Compute the following residue:
\begin{equation} \textrm{res}_{z=0}\frac{(\sin(z))^2}{(\sinh(z))^5} \end{equation}
I thought of using the power series expansions, and trying to find the $\frac{1}{z}$ coefficient as follows:
\begin{equation} \frac{\sin^2(z)}{\sinh^5(z)}=\frac{z^2(1-\frac{z^2}{6}+O(z^4))^2}{z^5(1+\frac{z^2}{6}+O(z^4))^5} \end{equation}
But it seems very hard to find the $\frac{1}{z}$ term from this - any ideas?
You're on the right track, but you need to count the number of terms you need from each series expansion.

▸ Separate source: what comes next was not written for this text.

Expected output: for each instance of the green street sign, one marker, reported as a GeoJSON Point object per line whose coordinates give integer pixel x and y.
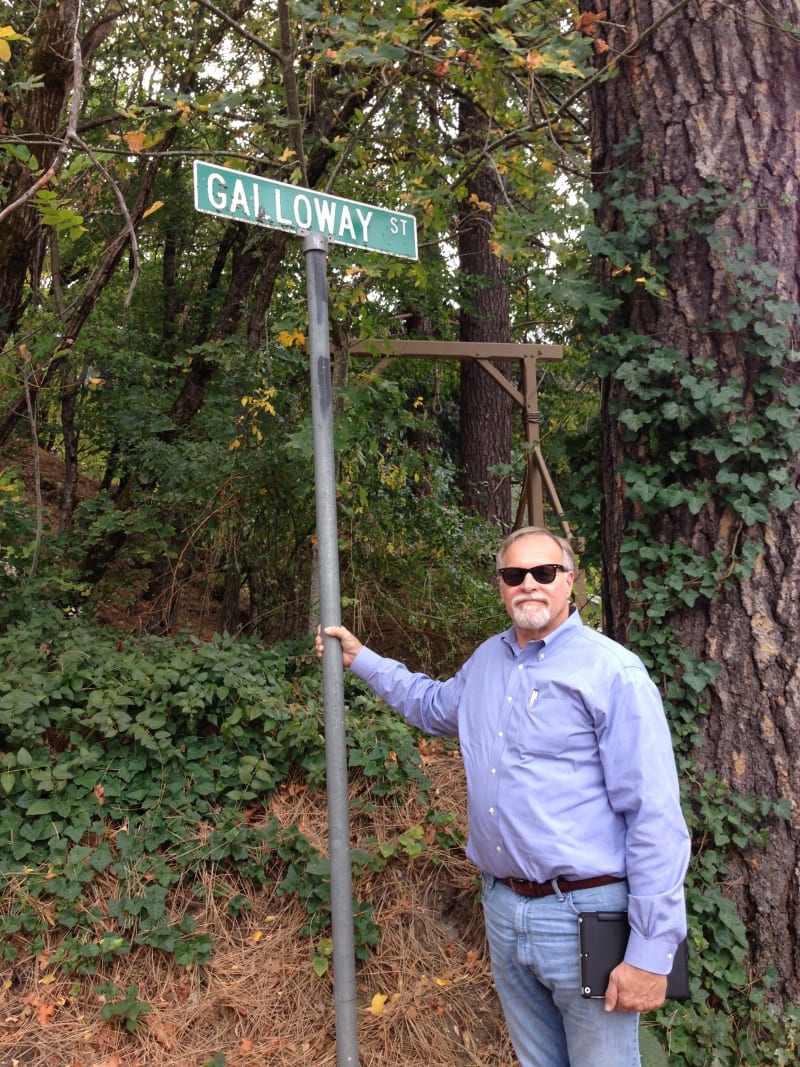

It should be evident that you have an odd function, so the Laurent series has only odd powers, and the dominating term around $z=0$ will be $z^{-3}$. Therefore:
$\dfrac{\sin^2(z)}{\sinh^5(z)}\approx z^{-3}+az^{-1}$
and you will use two terms from the numerator and denominator.
Thus render
$\dfrac{\sin^2(z)}{\sinh^5(z)}\approx \dfrac{(z^{-3})(1-z^2/6)^2}{(1+z^2/6)^5}\approx(z^{-3})(1-z^2/6)^2(1-z^2/6)^5$
Using the Binomial Theorem and again keeping two terms, you get the next step
$\approx(z^{-3})(1-z^2/3)(1-5z^2/6),$
and you can carry out this multiplication to get the term proportional to $z^{-1}$.